Героизм часто требует социальной поддержки. Обычно мы прославляем героические поступки отдельных храбрецов, но не одобряем их, если эти действия создают ощутимые неудобства для остальных, и если не можем понять их побуждений. Семена героического сопротивления всходят лучше всего, когда все члены сообщества готовы чем-то пожертвовать ради общих ценностей и целей. Мы видели это, например, в истории Нельсона Манделы, боровшегося с апартеидом в Южной Африке и брошенного в тюрьму. Во время нацистского Холокоста многие люди в разных европейских странах помогали евреям бежать и давали им приют. Голодовки тоже часто используются в политических целях: лидеры ИРА, содержавшиеся в тюрьме Лонг-Кеш в Белфасте, умерли во время голодовки. Они вместе с другими членами Ирландской армии национального освобождения использовали голодовку, чтобы привлечь внимание к своему статусу политических заключенных и продемонстрировать, что не являются уголовными преступниками [127] . Совсем недавно сотни задержанных, содержавшихся в американской военной тюрьме в Гуантанамо на Кубе, объявили длительную голодовку в знак протеста против незаконного и негуманного задержания и в результате привлекли внимание средств массовой информации.
127
Историк и политолог Шейла Говард исследовала историю тактики голодовок как политического инструмента и обнаружила, что первым к ней прибег Теренс Максвини, член парламента и недавно избранный мэр Корка. Добиваясь статуса политического заключенного, он умер во время голодовки в 1920 г. Лидер ирландской партии Шинн Фейн Джерри Адамс в предисловии к книге Бобби Сэндса (ссылку см. ниже) отмечает, что именно пример Максвини вдохновлял Махатму Ганди. С 1976 по 1981 г. было несколько случаев голодовок среди ирландских политических заключенных. Последний эпизод стал самым известным, тогда в результате голодовки умерли 10 человек. Среди них были семь членов ИРА, в том числе один из ее лидеров Бобби Сэндс и трое членов INLA (ирландская армия Национального освобождения). Заключенные-республиканцы (т. е. члены IRA / INLA) объявили голодовку в тюрьме Лонг-Кеш («Мэйз»), расположенной к югу от Белфаста. Среди других протестов, которые они провели во время голодовки, была «одеяльная забастовка»: заключенные отказывались носить тюремные робы, потому что они были символом статуса уголовного преступника; вместо этого они заворачивались в одеяла, чтобы согреться во время голодовки.

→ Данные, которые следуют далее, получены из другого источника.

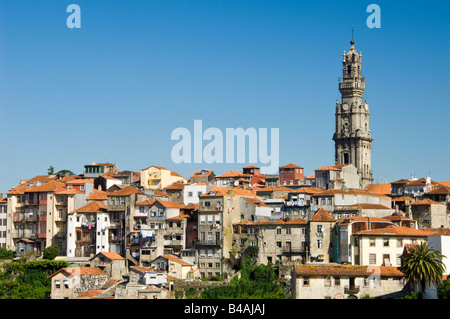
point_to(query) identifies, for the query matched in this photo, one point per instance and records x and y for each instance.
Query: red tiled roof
(126, 191)
(231, 174)
(112, 255)
(395, 231)
(322, 216)
(345, 270)
(290, 165)
(176, 260)
(426, 201)
(384, 189)
(80, 271)
(97, 195)
(92, 207)
(90, 293)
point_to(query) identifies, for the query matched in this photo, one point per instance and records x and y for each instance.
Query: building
(291, 175)
(337, 177)
(120, 206)
(231, 178)
(174, 266)
(384, 246)
(36, 212)
(94, 170)
(112, 264)
(68, 283)
(277, 240)
(203, 176)
(352, 138)
(3, 220)
(219, 209)
(347, 282)
(429, 214)
(321, 241)
(88, 230)
(159, 177)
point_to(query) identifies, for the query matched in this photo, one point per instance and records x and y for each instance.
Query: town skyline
(121, 80)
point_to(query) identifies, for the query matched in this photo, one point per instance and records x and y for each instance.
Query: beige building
(352, 137)
(112, 264)
(157, 177)
(429, 214)
(219, 209)
(68, 283)
(347, 282)
(337, 177)
(277, 240)
(384, 246)
(175, 267)
(37, 211)
(320, 237)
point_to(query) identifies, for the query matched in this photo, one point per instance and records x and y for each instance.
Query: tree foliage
(51, 252)
(443, 289)
(423, 265)
(6, 254)
(28, 280)
(256, 282)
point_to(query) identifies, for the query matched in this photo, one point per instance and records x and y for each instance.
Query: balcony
(31, 202)
(18, 234)
(351, 290)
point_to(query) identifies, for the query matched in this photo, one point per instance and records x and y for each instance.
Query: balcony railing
(351, 289)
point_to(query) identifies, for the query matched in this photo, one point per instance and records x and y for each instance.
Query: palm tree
(423, 265)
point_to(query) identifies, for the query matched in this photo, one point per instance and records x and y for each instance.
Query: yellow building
(157, 177)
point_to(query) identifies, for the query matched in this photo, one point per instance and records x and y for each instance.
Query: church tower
(352, 137)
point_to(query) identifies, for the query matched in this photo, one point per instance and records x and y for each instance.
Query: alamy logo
(249, 141)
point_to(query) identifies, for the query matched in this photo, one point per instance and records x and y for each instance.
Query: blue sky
(115, 89)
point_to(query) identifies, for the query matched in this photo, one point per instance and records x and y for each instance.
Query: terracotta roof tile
(290, 165)
(126, 191)
(395, 231)
(426, 201)
(322, 216)
(345, 270)
(92, 207)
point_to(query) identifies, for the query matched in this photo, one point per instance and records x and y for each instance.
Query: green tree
(64, 172)
(423, 265)
(51, 252)
(256, 282)
(444, 289)
(6, 254)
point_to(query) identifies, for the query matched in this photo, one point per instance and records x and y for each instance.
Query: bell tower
(352, 137)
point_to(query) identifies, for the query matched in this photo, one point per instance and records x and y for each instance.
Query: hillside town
(151, 233)
(145, 234)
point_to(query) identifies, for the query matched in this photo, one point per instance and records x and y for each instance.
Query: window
(337, 281)
(319, 243)
(305, 281)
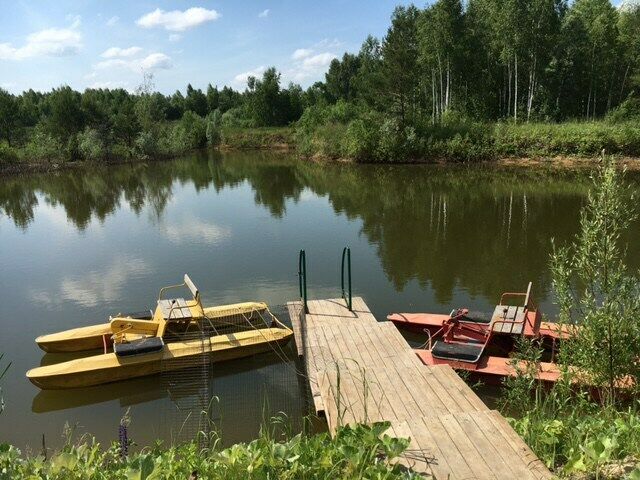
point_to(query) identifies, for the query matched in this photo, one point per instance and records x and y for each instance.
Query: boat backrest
(528, 296)
(191, 286)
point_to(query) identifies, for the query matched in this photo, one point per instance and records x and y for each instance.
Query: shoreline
(557, 162)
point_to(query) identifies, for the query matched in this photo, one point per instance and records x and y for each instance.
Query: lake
(79, 245)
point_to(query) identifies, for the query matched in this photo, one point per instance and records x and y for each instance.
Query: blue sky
(44, 44)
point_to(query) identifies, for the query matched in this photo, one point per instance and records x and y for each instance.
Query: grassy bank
(354, 453)
(342, 131)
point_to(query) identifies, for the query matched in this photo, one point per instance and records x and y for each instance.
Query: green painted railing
(346, 295)
(302, 279)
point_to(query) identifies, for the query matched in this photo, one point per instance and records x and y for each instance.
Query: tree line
(493, 59)
(481, 60)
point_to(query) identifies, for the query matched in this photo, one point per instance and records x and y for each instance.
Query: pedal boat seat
(175, 309)
(138, 347)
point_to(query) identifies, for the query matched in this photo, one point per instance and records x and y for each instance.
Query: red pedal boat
(482, 344)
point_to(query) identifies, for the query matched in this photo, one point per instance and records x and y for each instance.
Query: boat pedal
(462, 352)
(138, 347)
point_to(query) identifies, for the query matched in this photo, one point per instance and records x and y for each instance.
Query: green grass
(371, 138)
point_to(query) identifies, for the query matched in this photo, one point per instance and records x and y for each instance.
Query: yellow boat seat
(175, 309)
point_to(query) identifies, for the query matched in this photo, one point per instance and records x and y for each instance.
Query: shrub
(146, 144)
(629, 110)
(361, 138)
(42, 146)
(236, 117)
(90, 145)
(355, 452)
(214, 133)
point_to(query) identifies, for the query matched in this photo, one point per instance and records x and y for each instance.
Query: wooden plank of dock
(363, 371)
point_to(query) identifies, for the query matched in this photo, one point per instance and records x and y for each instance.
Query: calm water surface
(77, 246)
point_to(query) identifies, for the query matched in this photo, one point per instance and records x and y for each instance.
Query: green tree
(441, 46)
(213, 98)
(340, 78)
(196, 101)
(8, 116)
(599, 19)
(176, 106)
(399, 64)
(597, 293)
(263, 98)
(64, 117)
(629, 28)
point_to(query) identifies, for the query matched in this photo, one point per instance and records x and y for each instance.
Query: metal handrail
(302, 278)
(346, 254)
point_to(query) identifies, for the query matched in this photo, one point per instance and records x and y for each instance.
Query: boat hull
(96, 337)
(77, 339)
(491, 369)
(432, 322)
(107, 368)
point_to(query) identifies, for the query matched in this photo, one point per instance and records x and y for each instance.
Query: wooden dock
(362, 371)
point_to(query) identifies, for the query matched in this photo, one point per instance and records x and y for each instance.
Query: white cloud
(115, 52)
(176, 20)
(319, 60)
(301, 53)
(328, 43)
(241, 78)
(310, 63)
(112, 21)
(113, 63)
(95, 287)
(109, 84)
(52, 42)
(154, 61)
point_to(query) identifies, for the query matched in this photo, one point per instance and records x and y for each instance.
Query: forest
(456, 81)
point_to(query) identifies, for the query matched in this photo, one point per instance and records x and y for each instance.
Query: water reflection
(76, 246)
(477, 227)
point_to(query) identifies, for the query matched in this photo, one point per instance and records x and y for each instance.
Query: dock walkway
(362, 371)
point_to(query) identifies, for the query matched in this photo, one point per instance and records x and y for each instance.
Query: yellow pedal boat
(177, 335)
(109, 367)
(94, 337)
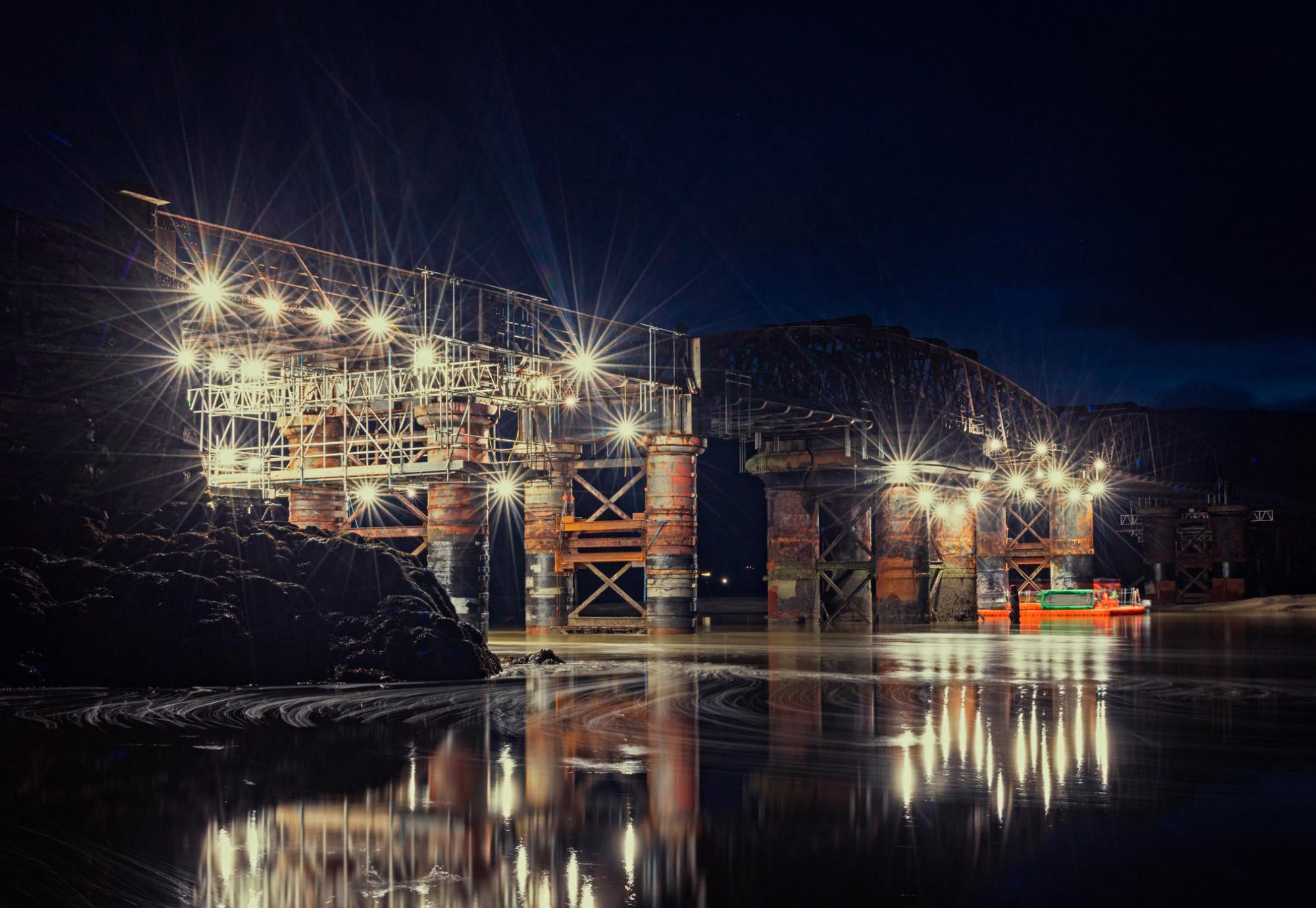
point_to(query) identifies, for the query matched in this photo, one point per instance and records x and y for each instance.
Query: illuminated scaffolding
(315, 368)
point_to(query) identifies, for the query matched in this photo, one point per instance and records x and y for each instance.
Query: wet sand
(1164, 757)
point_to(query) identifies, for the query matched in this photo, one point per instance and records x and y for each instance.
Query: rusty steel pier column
(855, 547)
(549, 593)
(955, 539)
(993, 582)
(671, 534)
(1072, 544)
(1160, 532)
(793, 557)
(1230, 544)
(315, 441)
(459, 515)
(902, 540)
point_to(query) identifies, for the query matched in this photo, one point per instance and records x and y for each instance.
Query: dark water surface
(1168, 757)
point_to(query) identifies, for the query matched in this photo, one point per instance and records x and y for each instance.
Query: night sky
(1109, 202)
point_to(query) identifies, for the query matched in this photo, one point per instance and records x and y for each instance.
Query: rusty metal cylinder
(672, 564)
(855, 544)
(549, 594)
(315, 440)
(902, 540)
(1230, 552)
(318, 506)
(993, 581)
(955, 531)
(459, 431)
(793, 556)
(459, 548)
(1072, 544)
(1160, 534)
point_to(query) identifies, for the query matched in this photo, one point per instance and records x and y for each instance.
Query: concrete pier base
(1072, 544)
(955, 540)
(671, 534)
(459, 548)
(1160, 528)
(549, 594)
(1230, 552)
(902, 540)
(793, 555)
(853, 545)
(993, 577)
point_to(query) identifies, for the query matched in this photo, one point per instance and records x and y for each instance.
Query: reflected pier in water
(728, 768)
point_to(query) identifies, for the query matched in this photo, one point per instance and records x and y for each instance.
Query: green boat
(1067, 599)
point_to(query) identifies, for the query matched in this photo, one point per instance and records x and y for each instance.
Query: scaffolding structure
(314, 368)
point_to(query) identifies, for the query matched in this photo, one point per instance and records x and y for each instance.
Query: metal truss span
(799, 380)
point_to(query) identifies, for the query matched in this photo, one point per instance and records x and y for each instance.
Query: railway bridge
(905, 480)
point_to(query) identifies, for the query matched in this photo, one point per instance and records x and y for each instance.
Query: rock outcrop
(202, 595)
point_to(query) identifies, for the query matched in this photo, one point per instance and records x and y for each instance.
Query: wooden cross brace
(609, 584)
(610, 502)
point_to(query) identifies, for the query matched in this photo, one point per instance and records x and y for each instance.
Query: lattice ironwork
(798, 380)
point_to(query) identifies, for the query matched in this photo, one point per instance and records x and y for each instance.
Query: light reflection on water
(731, 767)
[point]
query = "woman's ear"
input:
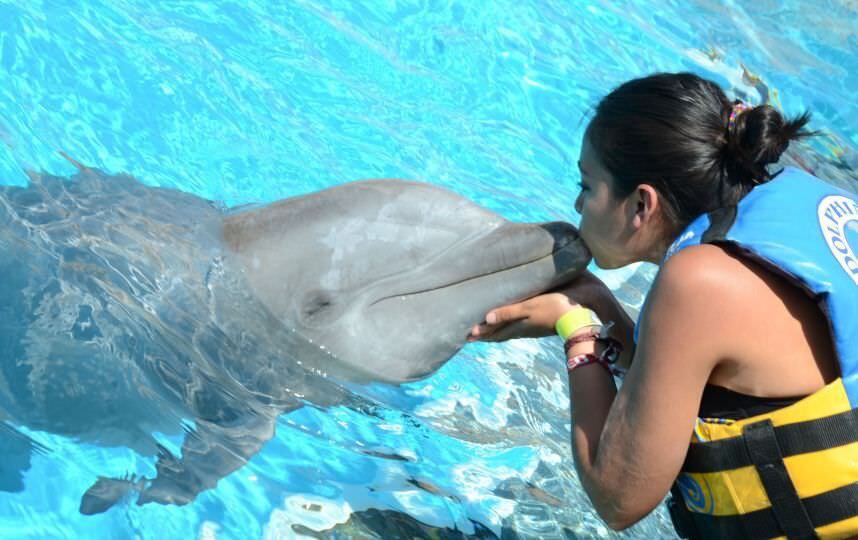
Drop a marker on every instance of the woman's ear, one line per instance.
(647, 206)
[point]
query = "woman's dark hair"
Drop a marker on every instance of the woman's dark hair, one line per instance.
(671, 130)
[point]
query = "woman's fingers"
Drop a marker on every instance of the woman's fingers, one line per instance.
(512, 312)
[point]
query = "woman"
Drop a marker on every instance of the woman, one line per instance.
(750, 327)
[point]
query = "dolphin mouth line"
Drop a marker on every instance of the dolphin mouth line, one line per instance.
(467, 279)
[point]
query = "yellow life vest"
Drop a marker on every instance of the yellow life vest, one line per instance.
(806, 454)
(792, 472)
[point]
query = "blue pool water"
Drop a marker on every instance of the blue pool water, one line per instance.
(253, 101)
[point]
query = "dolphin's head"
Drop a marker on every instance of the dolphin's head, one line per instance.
(389, 275)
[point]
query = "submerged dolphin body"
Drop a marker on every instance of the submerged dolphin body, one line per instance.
(125, 309)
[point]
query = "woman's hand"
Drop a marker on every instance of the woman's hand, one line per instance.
(537, 316)
(534, 317)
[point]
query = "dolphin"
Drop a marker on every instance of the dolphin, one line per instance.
(127, 309)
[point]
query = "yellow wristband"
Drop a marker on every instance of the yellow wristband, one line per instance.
(575, 319)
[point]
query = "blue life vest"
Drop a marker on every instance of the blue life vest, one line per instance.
(805, 456)
(808, 230)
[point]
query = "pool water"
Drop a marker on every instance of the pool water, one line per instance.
(254, 101)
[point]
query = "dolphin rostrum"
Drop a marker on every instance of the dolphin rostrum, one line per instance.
(126, 309)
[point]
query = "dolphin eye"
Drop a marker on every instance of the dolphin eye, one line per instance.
(316, 307)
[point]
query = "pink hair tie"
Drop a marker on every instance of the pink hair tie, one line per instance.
(738, 108)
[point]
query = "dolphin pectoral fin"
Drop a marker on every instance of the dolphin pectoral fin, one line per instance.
(15, 447)
(106, 492)
(209, 453)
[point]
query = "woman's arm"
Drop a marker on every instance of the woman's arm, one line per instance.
(629, 446)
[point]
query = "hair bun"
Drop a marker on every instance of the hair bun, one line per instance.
(756, 137)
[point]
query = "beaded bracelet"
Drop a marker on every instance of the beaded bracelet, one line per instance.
(579, 360)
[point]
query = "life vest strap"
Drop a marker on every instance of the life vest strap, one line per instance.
(762, 445)
(796, 438)
(823, 509)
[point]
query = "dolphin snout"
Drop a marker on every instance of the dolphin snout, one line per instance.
(564, 234)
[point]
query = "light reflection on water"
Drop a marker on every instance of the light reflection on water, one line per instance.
(253, 102)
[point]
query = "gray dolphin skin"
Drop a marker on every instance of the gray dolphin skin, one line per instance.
(390, 275)
(127, 310)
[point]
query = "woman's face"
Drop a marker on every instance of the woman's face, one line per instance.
(605, 226)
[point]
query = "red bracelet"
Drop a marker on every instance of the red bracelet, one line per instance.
(580, 360)
(574, 340)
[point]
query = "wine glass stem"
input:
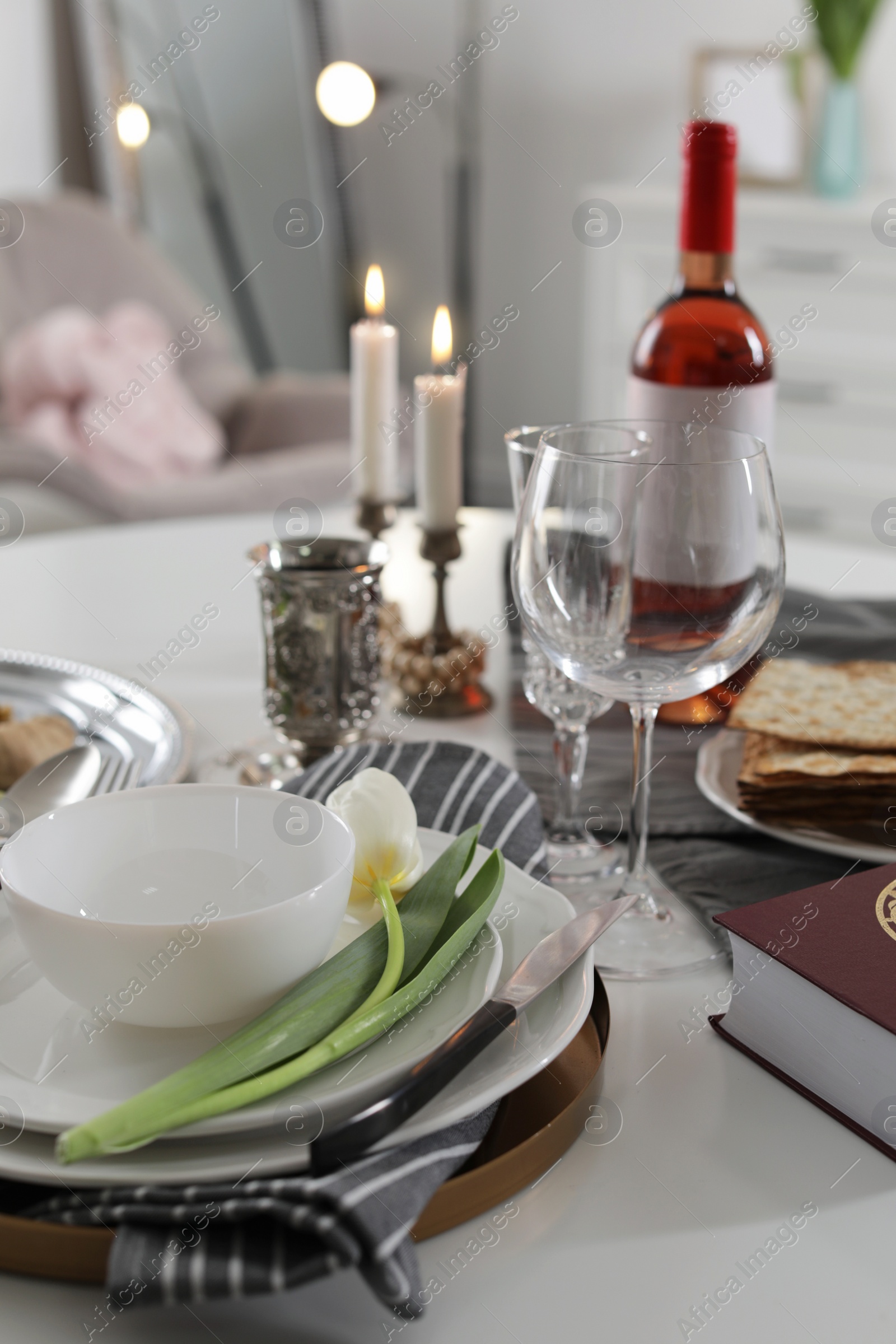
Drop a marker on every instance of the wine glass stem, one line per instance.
(642, 720)
(570, 750)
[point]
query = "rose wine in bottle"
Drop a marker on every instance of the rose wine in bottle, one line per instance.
(703, 355)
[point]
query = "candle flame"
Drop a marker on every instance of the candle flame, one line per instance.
(442, 340)
(374, 292)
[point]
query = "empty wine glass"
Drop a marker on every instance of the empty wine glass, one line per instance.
(580, 852)
(649, 566)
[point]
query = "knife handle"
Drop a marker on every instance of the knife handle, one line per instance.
(428, 1079)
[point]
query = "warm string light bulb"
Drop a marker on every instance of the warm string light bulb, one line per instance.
(346, 93)
(374, 292)
(442, 339)
(132, 125)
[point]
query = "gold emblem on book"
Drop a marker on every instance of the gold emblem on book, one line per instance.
(886, 909)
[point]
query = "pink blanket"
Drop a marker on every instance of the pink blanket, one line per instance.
(108, 391)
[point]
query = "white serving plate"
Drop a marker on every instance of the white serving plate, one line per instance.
(526, 912)
(716, 777)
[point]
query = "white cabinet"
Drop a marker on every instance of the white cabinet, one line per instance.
(836, 435)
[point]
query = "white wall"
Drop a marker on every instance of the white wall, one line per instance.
(29, 148)
(585, 91)
(577, 92)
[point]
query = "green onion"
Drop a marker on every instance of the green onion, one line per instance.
(370, 1022)
(316, 1007)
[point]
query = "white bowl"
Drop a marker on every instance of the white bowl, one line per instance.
(182, 904)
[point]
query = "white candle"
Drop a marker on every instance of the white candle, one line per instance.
(438, 438)
(374, 398)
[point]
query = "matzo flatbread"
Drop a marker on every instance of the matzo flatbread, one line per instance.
(830, 704)
(767, 760)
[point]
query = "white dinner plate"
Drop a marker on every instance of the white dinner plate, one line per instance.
(524, 914)
(58, 1077)
(716, 776)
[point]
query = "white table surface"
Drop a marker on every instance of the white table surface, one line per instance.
(617, 1242)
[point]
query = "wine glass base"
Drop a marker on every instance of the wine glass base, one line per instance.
(574, 864)
(656, 939)
(268, 763)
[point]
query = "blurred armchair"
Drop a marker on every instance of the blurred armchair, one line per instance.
(287, 433)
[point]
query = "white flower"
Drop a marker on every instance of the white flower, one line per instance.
(381, 814)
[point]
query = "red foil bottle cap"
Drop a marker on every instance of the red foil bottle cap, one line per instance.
(710, 176)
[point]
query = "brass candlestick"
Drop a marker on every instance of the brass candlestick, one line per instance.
(375, 516)
(437, 675)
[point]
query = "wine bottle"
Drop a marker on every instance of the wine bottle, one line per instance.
(703, 355)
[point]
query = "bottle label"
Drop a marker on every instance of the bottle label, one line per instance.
(747, 409)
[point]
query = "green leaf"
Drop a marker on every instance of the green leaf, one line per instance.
(843, 26)
(308, 1012)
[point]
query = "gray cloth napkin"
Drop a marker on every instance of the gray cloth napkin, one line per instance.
(203, 1242)
(699, 851)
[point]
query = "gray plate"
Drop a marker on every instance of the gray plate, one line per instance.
(125, 721)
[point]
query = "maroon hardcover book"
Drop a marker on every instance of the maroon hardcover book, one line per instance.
(841, 937)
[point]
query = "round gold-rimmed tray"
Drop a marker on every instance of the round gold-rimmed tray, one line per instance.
(533, 1130)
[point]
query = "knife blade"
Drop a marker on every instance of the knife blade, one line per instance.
(535, 973)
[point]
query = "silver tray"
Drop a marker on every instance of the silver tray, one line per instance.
(120, 717)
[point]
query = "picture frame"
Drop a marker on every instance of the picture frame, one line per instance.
(769, 95)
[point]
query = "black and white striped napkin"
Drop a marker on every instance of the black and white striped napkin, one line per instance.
(204, 1242)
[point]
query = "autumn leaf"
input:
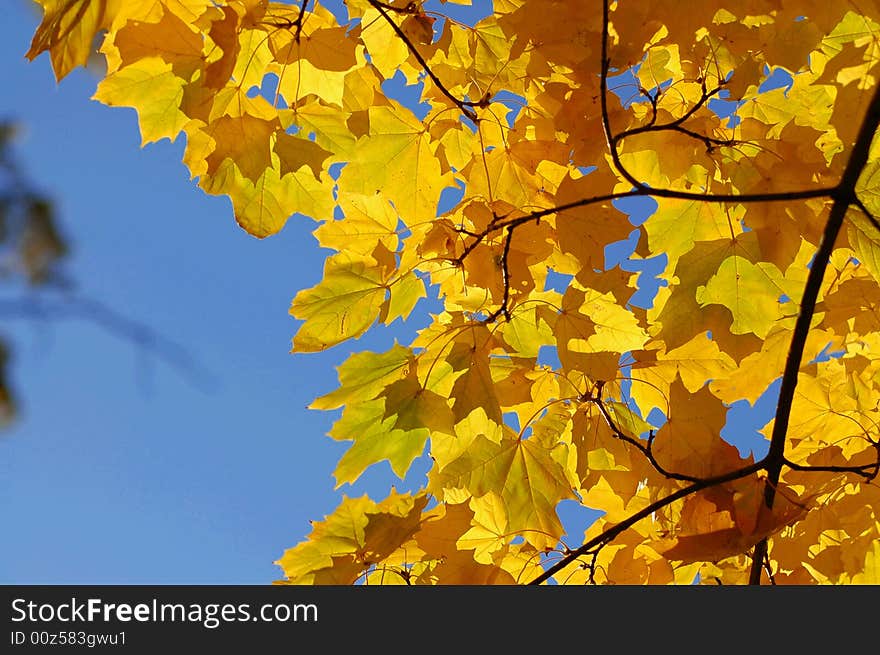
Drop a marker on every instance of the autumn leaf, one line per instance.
(607, 231)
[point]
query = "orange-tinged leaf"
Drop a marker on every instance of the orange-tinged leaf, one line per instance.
(68, 32)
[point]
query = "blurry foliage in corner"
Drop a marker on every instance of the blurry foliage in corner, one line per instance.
(32, 249)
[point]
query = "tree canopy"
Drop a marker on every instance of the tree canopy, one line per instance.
(633, 216)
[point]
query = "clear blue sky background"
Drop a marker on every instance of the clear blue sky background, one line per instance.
(124, 469)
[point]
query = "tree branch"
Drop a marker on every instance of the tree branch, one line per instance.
(844, 195)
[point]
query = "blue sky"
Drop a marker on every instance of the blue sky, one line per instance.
(124, 469)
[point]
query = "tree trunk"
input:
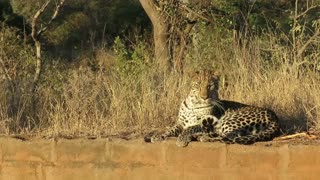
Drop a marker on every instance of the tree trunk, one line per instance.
(160, 35)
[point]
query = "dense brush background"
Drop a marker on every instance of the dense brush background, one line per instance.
(99, 76)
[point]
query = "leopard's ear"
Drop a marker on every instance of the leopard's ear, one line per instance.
(193, 74)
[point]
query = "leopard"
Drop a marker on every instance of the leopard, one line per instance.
(204, 117)
(196, 108)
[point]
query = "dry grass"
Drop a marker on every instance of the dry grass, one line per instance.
(104, 101)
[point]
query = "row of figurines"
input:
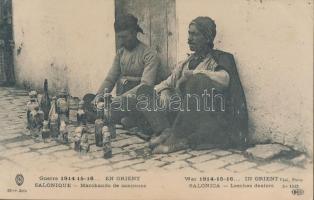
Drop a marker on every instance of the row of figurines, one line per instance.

Бобби Сэндс написал в тюрьме серию вдохновляющих стихотворений и других произведений; они принесли ему международную политическую поддержку, особенно в оккупированных странах, в первую очередь на Ближнем Востоке — в Иране и Палестине. В свою очередь в городе Дерри (где преобладает католическое, националистическое и республиканское население) и в некоторых районах Белфаста можно увидеть палестинские флаги, вывешенные рядом с ирландским триколором.
См. некоторые ценные работы по этому вопросу: Howard S. Britain and Ireland 1914–1923. Dublin: Gill and Macmillan, 1983; Adams G. Foreword // Sands B. Writings from Prison. Cork: Mercier Press, 1997; Von Tangen Page M. Prisons, Peace, and Terrorism: Penal Policy in the Reduction of Political Violence in Northern Ireland, Italy, and the Spanish Basque Country, 1968–1997. New York: St. Martin’s Press, 1998.